Because I don't have enough things to do I decided that I'd launch yet another project! This one came with a slightly lower overhead though so it's not too bad but I'd like to introduce you to crawler.ninja!
My new and improved crawler
Regular readers will know that I've got a crawler fleet that's used to crawl the Alexa Top 1 Million sites and produce a report every 6 months on the state of security in those top 1 million sites. You can see all of those reports going back 3 years now:
February 2018
August 2017
February 2017
August 2016
February 2016
August 2015
I've made countless improvements to the crawler which are detailed through each of the reports above. I'm now tracking everything from Security Headers and TLS configuration to CAA records and issuing CAs. The crawler fleet runs every day and the raw data from the crawl is available with the reports being published every 6 months.
Why No HTTPS?
The data from the daily crawl is now being used to power the project that Troy Hunt and I have just launched, whynothttps.com!

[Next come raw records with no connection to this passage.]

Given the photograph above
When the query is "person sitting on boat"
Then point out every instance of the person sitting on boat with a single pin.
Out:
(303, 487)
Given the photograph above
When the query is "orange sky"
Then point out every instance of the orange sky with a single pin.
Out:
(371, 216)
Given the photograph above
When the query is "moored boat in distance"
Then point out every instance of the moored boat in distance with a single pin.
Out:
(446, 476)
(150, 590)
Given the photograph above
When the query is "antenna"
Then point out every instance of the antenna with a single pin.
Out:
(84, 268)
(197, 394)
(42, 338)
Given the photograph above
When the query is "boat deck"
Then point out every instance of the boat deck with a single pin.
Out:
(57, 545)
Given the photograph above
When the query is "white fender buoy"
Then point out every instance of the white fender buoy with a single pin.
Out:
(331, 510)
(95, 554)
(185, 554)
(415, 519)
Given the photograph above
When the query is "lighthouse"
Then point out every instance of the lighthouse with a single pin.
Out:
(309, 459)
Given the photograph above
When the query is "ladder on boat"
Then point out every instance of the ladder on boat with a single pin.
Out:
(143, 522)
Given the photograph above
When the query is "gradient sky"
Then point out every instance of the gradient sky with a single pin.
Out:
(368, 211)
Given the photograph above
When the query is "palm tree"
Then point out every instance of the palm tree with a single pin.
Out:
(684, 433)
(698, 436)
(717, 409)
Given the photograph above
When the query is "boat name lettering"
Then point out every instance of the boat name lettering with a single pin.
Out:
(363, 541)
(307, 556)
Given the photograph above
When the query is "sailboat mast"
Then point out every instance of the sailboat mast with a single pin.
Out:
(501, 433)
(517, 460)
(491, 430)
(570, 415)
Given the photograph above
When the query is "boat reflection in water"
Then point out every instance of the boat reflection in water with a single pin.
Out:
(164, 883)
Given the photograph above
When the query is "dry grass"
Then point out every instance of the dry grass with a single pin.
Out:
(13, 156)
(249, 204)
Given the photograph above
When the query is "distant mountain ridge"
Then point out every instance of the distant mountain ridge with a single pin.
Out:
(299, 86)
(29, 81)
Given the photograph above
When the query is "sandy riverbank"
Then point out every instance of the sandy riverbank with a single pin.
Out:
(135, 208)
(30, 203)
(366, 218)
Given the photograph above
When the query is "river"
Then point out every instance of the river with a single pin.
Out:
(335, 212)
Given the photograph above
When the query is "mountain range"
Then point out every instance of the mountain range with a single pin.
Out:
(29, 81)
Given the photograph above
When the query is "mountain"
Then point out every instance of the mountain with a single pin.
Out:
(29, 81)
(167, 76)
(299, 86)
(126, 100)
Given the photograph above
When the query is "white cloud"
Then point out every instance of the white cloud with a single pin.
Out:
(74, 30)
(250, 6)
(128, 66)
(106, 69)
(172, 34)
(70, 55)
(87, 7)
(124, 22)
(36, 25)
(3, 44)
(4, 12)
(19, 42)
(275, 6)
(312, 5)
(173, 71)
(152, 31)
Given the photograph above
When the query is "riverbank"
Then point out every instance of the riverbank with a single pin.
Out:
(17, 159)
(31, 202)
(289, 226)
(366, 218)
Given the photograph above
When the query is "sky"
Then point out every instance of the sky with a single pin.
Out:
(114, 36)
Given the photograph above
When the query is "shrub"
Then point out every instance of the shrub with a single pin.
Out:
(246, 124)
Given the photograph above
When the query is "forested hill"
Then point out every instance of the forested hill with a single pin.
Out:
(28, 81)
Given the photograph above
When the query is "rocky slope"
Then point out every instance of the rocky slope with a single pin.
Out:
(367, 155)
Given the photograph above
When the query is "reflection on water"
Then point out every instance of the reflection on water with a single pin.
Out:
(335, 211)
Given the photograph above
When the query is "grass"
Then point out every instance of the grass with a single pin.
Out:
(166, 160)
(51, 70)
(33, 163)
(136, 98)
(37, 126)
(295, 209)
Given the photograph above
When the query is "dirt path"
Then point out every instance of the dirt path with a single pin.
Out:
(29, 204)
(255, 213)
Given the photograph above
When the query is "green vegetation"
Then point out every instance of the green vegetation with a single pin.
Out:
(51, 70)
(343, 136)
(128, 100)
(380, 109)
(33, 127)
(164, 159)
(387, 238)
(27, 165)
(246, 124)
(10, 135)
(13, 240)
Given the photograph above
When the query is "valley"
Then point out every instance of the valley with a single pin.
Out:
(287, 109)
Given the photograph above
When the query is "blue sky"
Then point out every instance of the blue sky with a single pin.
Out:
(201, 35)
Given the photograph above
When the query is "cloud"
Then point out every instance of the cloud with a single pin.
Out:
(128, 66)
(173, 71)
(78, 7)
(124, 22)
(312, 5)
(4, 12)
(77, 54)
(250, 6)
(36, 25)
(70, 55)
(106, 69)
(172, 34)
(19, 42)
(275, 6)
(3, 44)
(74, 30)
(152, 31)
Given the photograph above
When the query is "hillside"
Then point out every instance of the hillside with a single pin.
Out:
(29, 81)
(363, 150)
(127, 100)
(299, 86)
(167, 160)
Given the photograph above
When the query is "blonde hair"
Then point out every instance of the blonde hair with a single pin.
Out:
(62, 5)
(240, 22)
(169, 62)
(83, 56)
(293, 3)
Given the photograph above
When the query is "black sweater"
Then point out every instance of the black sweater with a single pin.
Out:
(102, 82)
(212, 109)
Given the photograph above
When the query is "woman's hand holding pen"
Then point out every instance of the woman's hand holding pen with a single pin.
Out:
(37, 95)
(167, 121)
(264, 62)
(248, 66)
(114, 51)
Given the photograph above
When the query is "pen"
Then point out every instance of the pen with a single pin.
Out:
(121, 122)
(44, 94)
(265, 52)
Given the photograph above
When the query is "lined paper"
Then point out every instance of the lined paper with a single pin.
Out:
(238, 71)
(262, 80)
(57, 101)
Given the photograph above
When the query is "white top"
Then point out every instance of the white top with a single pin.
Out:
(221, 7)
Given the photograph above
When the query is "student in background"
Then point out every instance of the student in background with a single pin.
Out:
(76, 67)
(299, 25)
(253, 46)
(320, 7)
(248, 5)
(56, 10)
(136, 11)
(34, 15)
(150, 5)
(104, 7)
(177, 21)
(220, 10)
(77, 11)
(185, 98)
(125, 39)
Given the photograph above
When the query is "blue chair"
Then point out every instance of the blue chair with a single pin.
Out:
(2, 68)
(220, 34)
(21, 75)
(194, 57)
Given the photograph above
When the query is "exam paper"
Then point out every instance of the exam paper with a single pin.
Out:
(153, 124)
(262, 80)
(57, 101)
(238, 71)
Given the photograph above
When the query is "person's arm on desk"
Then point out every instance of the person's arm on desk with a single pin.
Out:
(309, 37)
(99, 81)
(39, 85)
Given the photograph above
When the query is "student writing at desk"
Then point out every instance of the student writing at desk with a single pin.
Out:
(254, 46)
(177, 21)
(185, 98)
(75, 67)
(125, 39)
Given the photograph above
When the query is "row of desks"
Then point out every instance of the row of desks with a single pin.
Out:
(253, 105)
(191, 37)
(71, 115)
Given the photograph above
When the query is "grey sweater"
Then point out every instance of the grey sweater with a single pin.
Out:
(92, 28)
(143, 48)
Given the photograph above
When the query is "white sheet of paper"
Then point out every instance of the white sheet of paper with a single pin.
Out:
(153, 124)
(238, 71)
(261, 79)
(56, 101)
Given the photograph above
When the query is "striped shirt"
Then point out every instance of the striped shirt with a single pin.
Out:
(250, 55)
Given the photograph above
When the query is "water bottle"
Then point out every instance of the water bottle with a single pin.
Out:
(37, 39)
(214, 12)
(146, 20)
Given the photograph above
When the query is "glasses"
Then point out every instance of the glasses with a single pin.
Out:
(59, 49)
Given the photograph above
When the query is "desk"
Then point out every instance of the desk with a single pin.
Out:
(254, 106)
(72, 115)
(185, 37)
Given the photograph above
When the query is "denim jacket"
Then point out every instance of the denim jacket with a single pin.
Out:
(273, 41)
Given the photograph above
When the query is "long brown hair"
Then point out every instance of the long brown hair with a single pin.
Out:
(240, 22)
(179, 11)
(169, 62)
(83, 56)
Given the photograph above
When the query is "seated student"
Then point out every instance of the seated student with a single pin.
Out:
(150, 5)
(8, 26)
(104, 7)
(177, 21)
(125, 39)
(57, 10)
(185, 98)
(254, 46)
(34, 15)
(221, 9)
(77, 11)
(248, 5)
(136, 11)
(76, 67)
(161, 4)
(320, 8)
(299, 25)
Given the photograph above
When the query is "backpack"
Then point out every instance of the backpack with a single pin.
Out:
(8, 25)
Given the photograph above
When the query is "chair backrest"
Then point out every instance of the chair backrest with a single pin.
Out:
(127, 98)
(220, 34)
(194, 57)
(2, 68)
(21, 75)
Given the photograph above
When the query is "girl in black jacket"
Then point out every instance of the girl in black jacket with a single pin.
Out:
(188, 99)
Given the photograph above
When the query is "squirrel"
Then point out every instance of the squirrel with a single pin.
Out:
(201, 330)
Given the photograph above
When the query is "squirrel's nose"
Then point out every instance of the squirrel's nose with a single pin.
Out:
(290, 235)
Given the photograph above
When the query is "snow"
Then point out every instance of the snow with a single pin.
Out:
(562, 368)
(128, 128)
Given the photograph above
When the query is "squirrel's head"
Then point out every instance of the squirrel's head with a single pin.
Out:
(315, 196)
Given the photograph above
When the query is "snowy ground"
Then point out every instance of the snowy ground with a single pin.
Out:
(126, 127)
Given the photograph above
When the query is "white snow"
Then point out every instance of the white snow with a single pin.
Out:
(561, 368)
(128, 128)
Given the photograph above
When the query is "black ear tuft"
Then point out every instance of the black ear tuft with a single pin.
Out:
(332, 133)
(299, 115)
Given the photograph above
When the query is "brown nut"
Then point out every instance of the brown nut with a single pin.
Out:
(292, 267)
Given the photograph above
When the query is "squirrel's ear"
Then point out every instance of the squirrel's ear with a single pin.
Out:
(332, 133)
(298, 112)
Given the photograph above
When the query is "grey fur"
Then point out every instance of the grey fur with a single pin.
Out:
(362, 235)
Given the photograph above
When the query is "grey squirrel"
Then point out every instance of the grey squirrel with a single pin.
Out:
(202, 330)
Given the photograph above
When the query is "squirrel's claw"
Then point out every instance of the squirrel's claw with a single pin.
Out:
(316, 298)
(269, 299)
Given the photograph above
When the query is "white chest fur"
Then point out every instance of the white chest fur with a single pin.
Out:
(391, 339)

You can read all about what the project is on the site itself or in Troy's launch blog post.
The data
There are a few different things available from the crawler so here's a quick summary.
Raw Data
This is the mysqldump
of the crawler's table after the crawl is completed and contains all of the raw data the crawler uses to generate the statistics. The zip files also contain the stats files themselves in both txt and json format along with the Excel spreadsheet used to generate the graphs. This is literally the whole lot and each day the crawler produces a ~1.4GB file.
Latest Crawl Report
This will always link through to my blog post containing the latest crawl report. It will detail all of the changes since the last report, have all the pretty graphs and statistics and detail any changes or new metrics added to the crawler.
High Level Statistics
This links through to the txt and json files I mentioned above. They're available for easy reading/parsing if you want to use the data each day but not have to download the entire raw file. These files are also updated each day automatically.
Support the project
It takes a good amount of resources to crawl and analyse 1 million sites every single day! That's a lot of HTTP requests and redirects, DNS lookups, connections with s_client
and much more which all take bandwidth, CPU and RAM. Then there's the database to store all of the data, generate the statistics from and the hosting for the site and files themselves. I run this project out of my own pocket and all of the data is freely available and openly licensed because I want it to be useful. That said, it does cost money and it's not exactly a small amount every month! If you can support the project then PayPal donations can be sent to [email protected], you can donate through PayPal Me, support me on Patreon or even consider sponsoring my site!
Use the data!
The data is all licensed CC BY-SA 4.0 as detailed in the footer of the site so you can take the data and use it, even in commercial projects, with attribution. If you do find an interesting use for the data please do let me know, it'd be great to see how it's being used by the wider community.